9 January 2017 | Graeme Davies
2017 could look a lot like 2016 in the UK FM sector, writes Graeme Davies, but the weakened state of the pound could prompt overseas players to buy their way in.
As the dust settles on another challenging year for the FM sector, thoughts turn to what 2017 may bring. The past year saw the sector facing continued tight budgets in the public sector, tough competition in the private sector, the turbulence of the EU referendum vote, and the rise in the national living wage that will affect margins and profitability at many operators to the end of the decade and beyond.
Perennial strugglers like Serco and G4S finally showed signs of sustained recovery in 2016, but others such as Mitie and Capita replaced them in the doghouse with investors as challenging conditions in some sectors, particularly healthcare, coupled with acquisitive growth finally coming unstuck, prompted profit warnings as the year drew to a close.
But the whole sector faces significant struggles, as the start of Article 50 negotiations with the EU over the UK’s divorce looms large. The start of Brexit talks could cast a cloud over much of the economy as the private sector looks for more clarity on the shape of our relationship with the EU and government departments reassess spending plans. For FM firms in the property sector, and more specifically those serving property owners in London, budgets could come under pressure or spending decisions could be delayed. And across the UK, FM companies who employ a lot of overseas workers are also likely to be concerned about the outcome of negotiations and whether this will affect their workforces and, consequently, costs.

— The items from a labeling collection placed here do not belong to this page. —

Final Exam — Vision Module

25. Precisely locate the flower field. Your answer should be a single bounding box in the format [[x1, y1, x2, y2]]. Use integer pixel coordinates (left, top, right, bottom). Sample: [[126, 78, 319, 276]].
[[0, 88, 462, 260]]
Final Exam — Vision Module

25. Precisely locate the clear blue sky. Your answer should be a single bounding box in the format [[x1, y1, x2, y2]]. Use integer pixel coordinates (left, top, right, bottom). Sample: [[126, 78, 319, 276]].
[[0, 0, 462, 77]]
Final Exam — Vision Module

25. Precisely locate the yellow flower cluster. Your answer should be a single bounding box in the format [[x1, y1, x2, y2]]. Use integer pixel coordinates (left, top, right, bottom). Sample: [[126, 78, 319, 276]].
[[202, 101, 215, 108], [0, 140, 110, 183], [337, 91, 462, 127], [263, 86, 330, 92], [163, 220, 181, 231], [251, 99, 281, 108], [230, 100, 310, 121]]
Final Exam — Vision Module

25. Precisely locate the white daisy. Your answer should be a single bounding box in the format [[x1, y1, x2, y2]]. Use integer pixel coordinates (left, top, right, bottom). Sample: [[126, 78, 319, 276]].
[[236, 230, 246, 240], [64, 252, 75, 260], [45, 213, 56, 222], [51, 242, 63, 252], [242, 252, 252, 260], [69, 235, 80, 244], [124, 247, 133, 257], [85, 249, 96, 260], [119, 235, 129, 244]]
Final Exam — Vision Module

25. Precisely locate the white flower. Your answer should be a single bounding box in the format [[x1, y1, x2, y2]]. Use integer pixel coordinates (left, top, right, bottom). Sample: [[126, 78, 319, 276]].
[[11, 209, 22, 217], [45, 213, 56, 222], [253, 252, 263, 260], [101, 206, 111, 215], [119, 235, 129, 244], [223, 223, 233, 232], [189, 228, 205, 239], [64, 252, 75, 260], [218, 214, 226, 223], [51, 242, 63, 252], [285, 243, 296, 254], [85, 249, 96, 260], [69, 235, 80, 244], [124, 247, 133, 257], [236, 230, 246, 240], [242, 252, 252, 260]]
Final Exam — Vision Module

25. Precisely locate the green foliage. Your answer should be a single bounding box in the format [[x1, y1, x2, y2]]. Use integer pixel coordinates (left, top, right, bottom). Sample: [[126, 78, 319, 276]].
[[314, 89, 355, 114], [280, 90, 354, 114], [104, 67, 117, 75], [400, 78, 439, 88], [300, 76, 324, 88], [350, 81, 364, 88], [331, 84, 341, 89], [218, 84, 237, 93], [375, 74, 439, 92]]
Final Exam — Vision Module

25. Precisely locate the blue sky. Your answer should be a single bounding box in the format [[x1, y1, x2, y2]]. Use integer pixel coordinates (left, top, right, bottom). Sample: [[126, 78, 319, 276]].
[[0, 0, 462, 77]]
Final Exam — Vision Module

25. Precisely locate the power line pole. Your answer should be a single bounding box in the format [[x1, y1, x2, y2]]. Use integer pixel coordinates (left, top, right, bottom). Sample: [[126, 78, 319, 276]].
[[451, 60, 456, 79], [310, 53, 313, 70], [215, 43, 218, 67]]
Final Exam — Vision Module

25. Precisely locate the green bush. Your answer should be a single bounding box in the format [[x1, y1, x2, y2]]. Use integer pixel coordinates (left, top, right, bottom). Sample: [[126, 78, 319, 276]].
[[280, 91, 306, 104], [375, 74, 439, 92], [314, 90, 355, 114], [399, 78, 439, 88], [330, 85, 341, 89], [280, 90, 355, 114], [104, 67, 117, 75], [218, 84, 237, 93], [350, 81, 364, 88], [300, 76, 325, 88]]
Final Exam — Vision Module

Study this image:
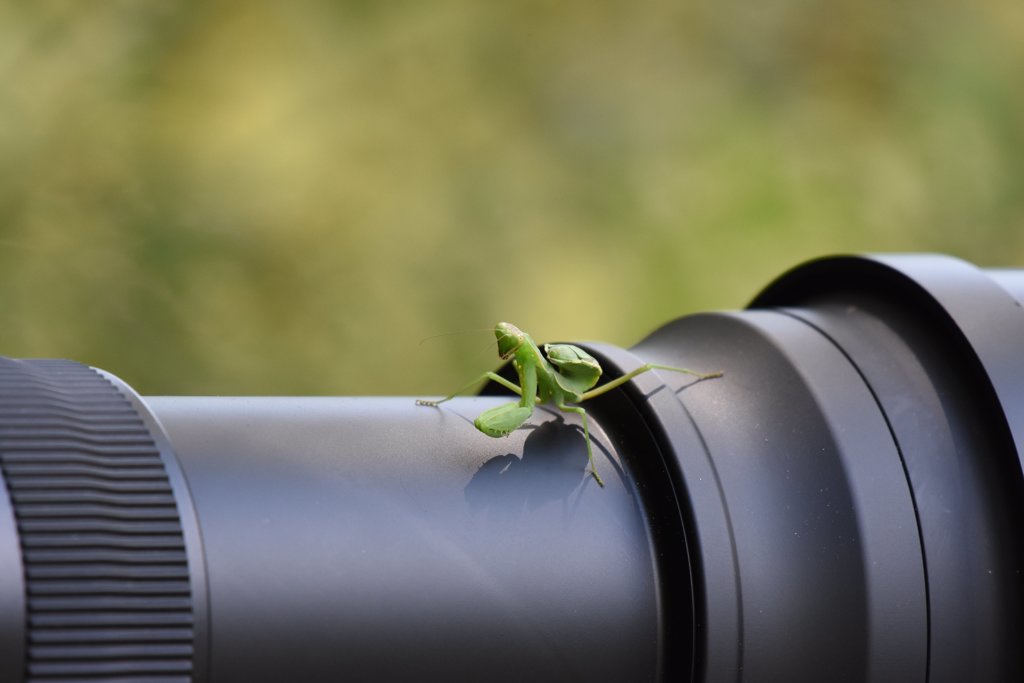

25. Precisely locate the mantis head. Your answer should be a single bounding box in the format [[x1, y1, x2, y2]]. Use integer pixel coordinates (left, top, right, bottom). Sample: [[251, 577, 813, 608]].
[[495, 323, 526, 360]]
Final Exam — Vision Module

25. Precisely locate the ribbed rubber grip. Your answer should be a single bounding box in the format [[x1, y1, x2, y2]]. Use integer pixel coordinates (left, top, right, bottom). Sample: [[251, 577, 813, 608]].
[[0, 358, 194, 683]]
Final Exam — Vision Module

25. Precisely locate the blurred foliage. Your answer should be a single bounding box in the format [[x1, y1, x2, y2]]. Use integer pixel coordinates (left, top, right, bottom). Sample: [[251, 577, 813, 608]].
[[0, 0, 1024, 395]]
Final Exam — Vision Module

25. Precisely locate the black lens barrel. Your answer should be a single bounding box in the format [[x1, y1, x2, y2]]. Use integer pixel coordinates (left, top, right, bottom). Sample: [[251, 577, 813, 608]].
[[0, 255, 1024, 683]]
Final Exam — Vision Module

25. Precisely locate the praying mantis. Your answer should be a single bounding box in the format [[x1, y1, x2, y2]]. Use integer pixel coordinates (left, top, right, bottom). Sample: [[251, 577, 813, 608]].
[[416, 323, 722, 487]]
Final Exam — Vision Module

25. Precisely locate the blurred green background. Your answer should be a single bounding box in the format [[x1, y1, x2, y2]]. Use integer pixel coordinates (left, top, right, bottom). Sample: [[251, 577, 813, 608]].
[[0, 0, 1024, 395]]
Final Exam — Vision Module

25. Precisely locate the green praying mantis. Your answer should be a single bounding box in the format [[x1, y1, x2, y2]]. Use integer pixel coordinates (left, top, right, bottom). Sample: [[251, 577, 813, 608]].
[[416, 323, 722, 487]]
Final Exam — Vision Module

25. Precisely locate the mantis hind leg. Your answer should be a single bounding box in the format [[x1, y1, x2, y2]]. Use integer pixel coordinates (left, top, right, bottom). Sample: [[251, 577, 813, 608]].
[[580, 362, 722, 400], [555, 402, 604, 487], [416, 373, 522, 405]]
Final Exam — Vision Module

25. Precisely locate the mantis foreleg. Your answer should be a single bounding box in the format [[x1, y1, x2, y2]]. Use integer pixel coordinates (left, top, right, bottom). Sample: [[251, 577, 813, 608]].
[[580, 362, 722, 400], [416, 372, 522, 405]]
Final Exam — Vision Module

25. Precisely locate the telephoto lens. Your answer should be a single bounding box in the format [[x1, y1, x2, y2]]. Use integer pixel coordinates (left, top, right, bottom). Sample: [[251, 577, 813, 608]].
[[0, 255, 1024, 683]]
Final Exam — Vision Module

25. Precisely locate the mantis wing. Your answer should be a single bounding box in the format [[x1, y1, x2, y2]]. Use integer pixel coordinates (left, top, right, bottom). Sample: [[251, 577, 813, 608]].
[[544, 344, 601, 402]]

Although the initial worries about a post-referendum recession were unfounded, there is also much uncertainty about how the UK’s economy will fare through 2017 and into 2018. On the flip side, Theresa May’s government has promised to spend more on infrastructure, which could help prop up the economy. And big-spending departments, such as the NHS, are likely to ramp up outsourcing, which could push more work the way of FM firms, as illustrated by Serco’s recent £600 million FM services deal with St Barts in London and Virgin Care’s £700 million deal to supply 200 NHS and social care services in Somerset.
So for the FM sector, 2017 could look a lot like 2016 – and it is also likely to see a continuation of the consolidation of recent years as companies seek scale and specialist skills while the weakened state of sterling could prompt overseas players to try to buy their way into the market too.